Anomalous triangle vertex: divergencies and symmetry argument

Question

Consider the triangle correlator of one axial-vector current $J_{\lambda 5}$ and two vector currents $J_{\mu}, J_{\nu}$ in a theory with a fermion with mass $m$:
$$
\Gamma_{\lambda \mu\nu}(q,k,p) = F\bigg[\langle 0|T(J_{\lambda 5}(x)J_{\mu}(y)J_{\nu}(z) )|0\rangle \bigg]_{q,k,p},
$$
where $F[]$ means the Fourier transformation. The momentum $q$ is $q = p+k$. By using the perturbation theory, it can be related to triangle diagram with massive fermion running in the loop.

Adler proposes to use tensor decomposition
$$
\Gamma_{\lambda\mu\nu}(q,k,p) = A(p,k,m)\epsilon_{\lambda \mu\nu\rho}k^{\rho}+ \epsilon_{\nu \lambda \sigma\rho}p^{\sigma}k^{\rho}(B(p,k,m)p_{\mu}+C(p,k,m)k_{\mu})\\ + \begin{pmatrix} k \leftrightarrow p \\ \mu \leftrightarrow \nu\end{pmatrix},
$$
following from lorentz covariance, parity symmetry and bose symmetry. This expansion has historical name Rosenberg expansion.

The ''form-factors'' $B, C$ have the dimension -2 in energy units, while $A$ has the dimension 0; this follows from the dimensionality of $\Gamma_{\lambda \mu\nu}$, which is 1. Therefore, since the form-factors are obtained by the loop integration, $A$ is potentially logarithmically divergent. However, actually it can be shown that it is finite assuming the vector-like current conservation.
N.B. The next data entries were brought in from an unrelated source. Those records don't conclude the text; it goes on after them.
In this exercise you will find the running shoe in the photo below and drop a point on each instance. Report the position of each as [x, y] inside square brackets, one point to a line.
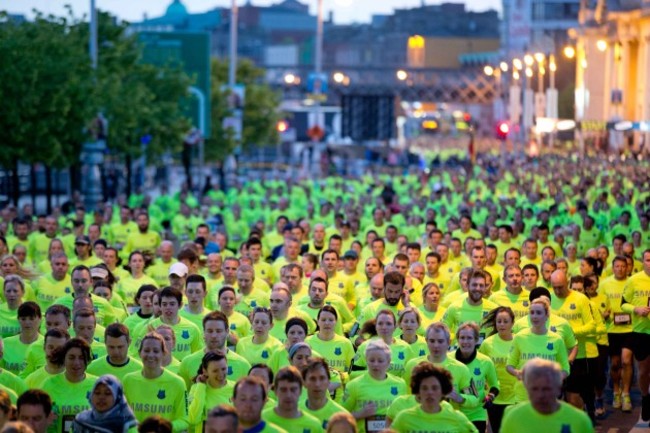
[626, 405]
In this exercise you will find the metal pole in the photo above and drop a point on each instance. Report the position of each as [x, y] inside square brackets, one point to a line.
[93, 34]
[232, 71]
[318, 55]
[201, 98]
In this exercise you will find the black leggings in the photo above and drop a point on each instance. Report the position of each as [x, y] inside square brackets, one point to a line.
[495, 415]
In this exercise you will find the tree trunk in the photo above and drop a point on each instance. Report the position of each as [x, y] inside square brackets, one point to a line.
[15, 183]
[33, 182]
[128, 175]
[48, 188]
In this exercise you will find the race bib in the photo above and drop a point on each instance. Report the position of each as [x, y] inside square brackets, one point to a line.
[375, 424]
[622, 319]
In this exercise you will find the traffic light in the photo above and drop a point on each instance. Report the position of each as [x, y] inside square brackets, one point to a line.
[282, 126]
[503, 129]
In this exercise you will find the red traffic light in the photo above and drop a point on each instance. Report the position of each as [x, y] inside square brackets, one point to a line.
[282, 126]
[503, 129]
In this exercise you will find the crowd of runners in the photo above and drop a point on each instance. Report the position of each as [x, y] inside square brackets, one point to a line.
[458, 300]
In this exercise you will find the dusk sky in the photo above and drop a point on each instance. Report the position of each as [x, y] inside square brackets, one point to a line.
[345, 11]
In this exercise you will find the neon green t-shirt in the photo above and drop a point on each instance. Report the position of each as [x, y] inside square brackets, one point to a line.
[576, 310]
[566, 419]
[338, 352]
[48, 290]
[15, 354]
[202, 398]
[305, 423]
[637, 294]
[526, 346]
[68, 399]
[498, 350]
[448, 420]
[164, 396]
[401, 353]
[323, 414]
[237, 366]
[102, 366]
[258, 353]
[365, 389]
[9, 325]
[620, 322]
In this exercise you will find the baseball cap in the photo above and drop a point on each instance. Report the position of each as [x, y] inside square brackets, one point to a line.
[178, 269]
[84, 240]
[98, 273]
[537, 292]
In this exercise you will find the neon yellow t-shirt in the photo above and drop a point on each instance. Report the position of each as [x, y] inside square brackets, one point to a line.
[338, 352]
[498, 350]
[448, 420]
[526, 346]
[620, 322]
[102, 366]
[566, 419]
[305, 423]
[323, 414]
[365, 389]
[401, 353]
[237, 366]
[202, 398]
[68, 399]
[576, 309]
[258, 353]
[519, 303]
[637, 294]
[48, 290]
[9, 325]
[164, 396]
[15, 354]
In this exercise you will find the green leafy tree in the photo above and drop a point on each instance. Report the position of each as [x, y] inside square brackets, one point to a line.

Really, one has $p^{\mu}\Gamma_{\lambda \mu \nu} = 0$, or
$$
\tag 1 A(p,k,m) = B(p,k,m)p^{2} +C(p,k,m)(p\cdot k)
$$
Therefore one knows that $\Gamma_{\lambda \mu \nu}$ is free from any divergences without any calculations, since now potentially diverged $A$ is expressed in terms of finite $B,C$ with finite pre-factors.

Let's now assume particular case $p = -k$ which corresponds to $q = 0$. For the vertex $\Gamma_{\lambda \mu \nu}$ one has the general form
$$
\Gamma_{\lambda \mu \nu}(0, k, -k) = D(k^{2},m^{2})\epsilon_{\lambda \mu\nu\sigma}k^{\sigma},
$$
where $D$ is dimension 0 and a priori contains logarithmic singularity.
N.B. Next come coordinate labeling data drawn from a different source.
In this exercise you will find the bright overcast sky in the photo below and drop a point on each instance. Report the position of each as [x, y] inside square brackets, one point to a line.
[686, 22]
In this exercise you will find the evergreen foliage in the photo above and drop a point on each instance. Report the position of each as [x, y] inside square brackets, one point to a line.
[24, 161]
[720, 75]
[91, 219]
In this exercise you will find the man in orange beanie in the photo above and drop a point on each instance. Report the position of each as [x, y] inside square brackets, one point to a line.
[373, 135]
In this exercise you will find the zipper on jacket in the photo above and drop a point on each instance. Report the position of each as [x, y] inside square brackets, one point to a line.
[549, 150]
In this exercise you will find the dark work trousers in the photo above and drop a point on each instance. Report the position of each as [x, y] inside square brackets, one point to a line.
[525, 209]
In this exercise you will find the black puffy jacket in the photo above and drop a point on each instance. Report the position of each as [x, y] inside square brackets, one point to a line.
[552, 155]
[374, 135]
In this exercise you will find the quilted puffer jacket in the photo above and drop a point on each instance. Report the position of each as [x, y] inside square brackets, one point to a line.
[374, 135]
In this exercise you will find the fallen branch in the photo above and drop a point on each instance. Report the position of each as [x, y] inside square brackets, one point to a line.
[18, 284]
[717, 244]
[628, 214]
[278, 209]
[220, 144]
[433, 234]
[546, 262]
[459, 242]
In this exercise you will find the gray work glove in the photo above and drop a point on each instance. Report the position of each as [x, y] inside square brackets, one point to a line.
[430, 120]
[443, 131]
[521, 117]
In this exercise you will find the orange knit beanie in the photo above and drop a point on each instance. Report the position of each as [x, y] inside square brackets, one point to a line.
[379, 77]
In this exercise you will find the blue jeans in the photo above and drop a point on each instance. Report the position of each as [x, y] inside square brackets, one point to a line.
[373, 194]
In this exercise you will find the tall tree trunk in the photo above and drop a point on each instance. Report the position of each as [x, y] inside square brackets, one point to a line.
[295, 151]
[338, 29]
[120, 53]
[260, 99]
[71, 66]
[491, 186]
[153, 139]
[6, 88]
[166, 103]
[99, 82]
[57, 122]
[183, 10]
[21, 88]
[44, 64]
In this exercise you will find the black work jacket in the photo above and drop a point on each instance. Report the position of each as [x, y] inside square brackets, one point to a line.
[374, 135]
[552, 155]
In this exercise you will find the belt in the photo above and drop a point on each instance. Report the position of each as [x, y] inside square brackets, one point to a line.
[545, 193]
My questions are the following:

• is it possible to use the identity $(1)$ for the case $p = -k$ by considering first the general case of unrelated $k,p$ and then by taking the limit

$$
\Gamma_{\lambda \mu\nu}(0,k,-k) \equiv \lim_{p \to -k}\Gamma_{\lambda \mu\nu}(q,k,p)?
$$

• if the answer on the previous question is no, is there any other way to ensure that $D$ contains or doesn't contain logarithmic divergence without direct computations of the loop integral?